Re: [PATCH] sd: disable logical block provisioning if 'lbpme' is not set

Jeff Mahoney <jeffm@xxxxxxxx> · Tue, 19 Feb 2019 10:07:26 -0500

On 2/18/19 5:48 AM, Jean Delvare wrote:
> Hi Martin,
> 
> On Fri, 2019-02-15 at 22:30 -0500, Martin K. Petersen wrote:
>> When evaluating the 'block limits' VPD page we need to check if the
>>> 'lbpme' (logical block provisioning management enable) bit is set in
>>> the READ CAPACITY (16) output.  If it isn't we can safely assume that
>>> we cannot use DISCARD on this device.
>>
>> That's not entirely correct. We still support devices which predate
>> logical block provisioning getting standardized in SBC. These devices
>> are typically driven by the zeroing method and don't have LBPME, nor the
>> LBP VPD page to key off of. Instead they are triggered by setting the
>> provisioning_mode via udev.
>>
>> I am not sure how many of these are still around, I am hoping very
>> few. But I'd prefer to not break anything.
> 
> So basically the condition "if (!sdkp->lbpme)" should be replaced by
> something like "if (LBP_VPD_page_is_supported && !sdkp->lbpme)"?
> 
> Unfortunately it does not look like the driver keeps memory of
> successfully executing read_capacity_16(). do we need a new flag in
> sdkp to remember read_capacity_16() success? Or can we just test
> sdkp->lbpvpd?
> 
>> Can you describe the specific problem your patch is aiming to address?
> 
> The problem that was reported to us by several customers and which this
> patch attempts to address is file system corruption. Specifically
> metadata corruption reported on XFS filesystems by
> xfs_agf_read_verify(). Investigation revealed that the problematic
> areas had been zeroed-out at the block device level. This was in Azure
> VM, using dm-stripe, with an fstrim service running automatically on a
> weekly basis (default SUSE setting, in case the system has one or more
> SSD).
> 
> The details are beyond me to be honest, but my limited understanding is
> that calling TRIM on virtual block devices for which TRIM makes no
> sense ended up zeroing storage areas and causing the corruption.
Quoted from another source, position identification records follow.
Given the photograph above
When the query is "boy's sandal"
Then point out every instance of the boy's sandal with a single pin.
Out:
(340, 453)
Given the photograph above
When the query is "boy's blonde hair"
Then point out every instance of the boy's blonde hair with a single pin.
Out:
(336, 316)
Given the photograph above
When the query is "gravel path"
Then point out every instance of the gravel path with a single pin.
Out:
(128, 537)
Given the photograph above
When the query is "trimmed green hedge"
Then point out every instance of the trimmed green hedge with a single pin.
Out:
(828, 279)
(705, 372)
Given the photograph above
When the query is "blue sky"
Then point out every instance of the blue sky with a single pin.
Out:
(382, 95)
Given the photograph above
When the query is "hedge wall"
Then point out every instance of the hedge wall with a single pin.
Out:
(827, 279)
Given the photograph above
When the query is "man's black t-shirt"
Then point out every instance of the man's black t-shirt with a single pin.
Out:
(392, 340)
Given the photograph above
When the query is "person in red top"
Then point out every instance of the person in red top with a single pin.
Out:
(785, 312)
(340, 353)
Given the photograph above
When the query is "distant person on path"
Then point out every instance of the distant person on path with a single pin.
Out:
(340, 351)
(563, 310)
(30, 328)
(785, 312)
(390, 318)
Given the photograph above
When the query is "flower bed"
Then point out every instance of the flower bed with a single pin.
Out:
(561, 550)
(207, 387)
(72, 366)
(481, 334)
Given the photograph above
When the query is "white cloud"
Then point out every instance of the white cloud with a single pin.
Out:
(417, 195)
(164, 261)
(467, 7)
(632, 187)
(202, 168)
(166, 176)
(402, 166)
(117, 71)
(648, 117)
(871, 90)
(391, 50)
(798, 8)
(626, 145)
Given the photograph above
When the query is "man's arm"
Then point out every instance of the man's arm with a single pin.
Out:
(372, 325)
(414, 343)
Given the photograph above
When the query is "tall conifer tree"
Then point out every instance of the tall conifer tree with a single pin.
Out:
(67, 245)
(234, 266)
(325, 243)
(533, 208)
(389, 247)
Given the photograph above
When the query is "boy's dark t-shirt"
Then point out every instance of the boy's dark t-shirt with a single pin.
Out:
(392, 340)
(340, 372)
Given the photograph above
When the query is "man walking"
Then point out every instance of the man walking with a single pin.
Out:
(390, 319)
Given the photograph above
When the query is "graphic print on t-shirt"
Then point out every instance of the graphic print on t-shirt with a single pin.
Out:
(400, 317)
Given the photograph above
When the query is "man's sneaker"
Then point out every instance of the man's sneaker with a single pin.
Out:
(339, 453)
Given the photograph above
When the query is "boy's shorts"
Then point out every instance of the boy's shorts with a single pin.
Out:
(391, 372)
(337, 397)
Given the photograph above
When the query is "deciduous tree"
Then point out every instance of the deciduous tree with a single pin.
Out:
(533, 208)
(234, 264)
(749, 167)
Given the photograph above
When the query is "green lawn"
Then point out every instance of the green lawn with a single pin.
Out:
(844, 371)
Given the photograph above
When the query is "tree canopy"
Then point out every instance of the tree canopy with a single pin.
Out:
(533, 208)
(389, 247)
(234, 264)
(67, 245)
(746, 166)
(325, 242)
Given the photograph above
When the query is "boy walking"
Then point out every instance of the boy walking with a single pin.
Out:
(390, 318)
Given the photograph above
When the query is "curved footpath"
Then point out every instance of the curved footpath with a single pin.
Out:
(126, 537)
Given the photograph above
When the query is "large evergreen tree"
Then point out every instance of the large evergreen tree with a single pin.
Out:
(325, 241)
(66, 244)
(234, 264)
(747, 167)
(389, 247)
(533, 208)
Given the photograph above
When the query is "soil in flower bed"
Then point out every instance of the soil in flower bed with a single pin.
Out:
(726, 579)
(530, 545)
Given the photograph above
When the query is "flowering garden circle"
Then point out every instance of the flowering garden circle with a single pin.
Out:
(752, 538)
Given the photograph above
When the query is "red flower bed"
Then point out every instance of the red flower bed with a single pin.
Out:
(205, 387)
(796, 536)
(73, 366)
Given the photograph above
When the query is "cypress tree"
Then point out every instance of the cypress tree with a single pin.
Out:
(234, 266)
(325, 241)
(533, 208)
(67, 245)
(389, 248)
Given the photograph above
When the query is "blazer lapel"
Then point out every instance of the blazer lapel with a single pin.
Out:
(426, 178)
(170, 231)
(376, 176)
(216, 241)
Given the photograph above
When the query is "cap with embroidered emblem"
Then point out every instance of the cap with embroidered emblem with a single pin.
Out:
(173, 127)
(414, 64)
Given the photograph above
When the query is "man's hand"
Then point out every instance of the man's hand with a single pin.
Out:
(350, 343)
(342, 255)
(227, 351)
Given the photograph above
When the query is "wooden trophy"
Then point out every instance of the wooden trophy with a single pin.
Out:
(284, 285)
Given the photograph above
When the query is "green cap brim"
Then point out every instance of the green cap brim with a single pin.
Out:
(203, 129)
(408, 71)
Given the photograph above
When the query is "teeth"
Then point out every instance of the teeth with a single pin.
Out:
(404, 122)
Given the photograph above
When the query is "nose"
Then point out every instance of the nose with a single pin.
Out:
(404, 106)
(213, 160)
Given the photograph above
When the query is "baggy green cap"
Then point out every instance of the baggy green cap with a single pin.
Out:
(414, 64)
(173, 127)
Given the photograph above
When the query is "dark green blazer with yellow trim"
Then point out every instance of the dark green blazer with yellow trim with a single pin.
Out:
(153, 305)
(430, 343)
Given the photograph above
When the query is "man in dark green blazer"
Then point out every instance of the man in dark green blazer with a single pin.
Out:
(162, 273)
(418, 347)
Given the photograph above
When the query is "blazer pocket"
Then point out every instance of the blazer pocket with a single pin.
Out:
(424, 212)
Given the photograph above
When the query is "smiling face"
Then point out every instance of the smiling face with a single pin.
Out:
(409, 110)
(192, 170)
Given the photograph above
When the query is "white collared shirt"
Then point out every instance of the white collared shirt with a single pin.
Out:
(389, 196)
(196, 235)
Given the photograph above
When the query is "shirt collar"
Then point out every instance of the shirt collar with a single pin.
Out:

Hannes
> or Jeff may be able to explain it better, hopefully.
> 

That's more or less how the problem presents itself, but it's not that
we issue an fstrim on a block and it gets zeroed.  That would be fine
from the file system perspective.  It's that the fstrim is issued and
unrelated blocks are zeroed.  Once I saw the storage layer was
responsible, I stopped digging and passed it to Hannes.

-Jeff

-- 
Jeff Mahoney
SUSE Labs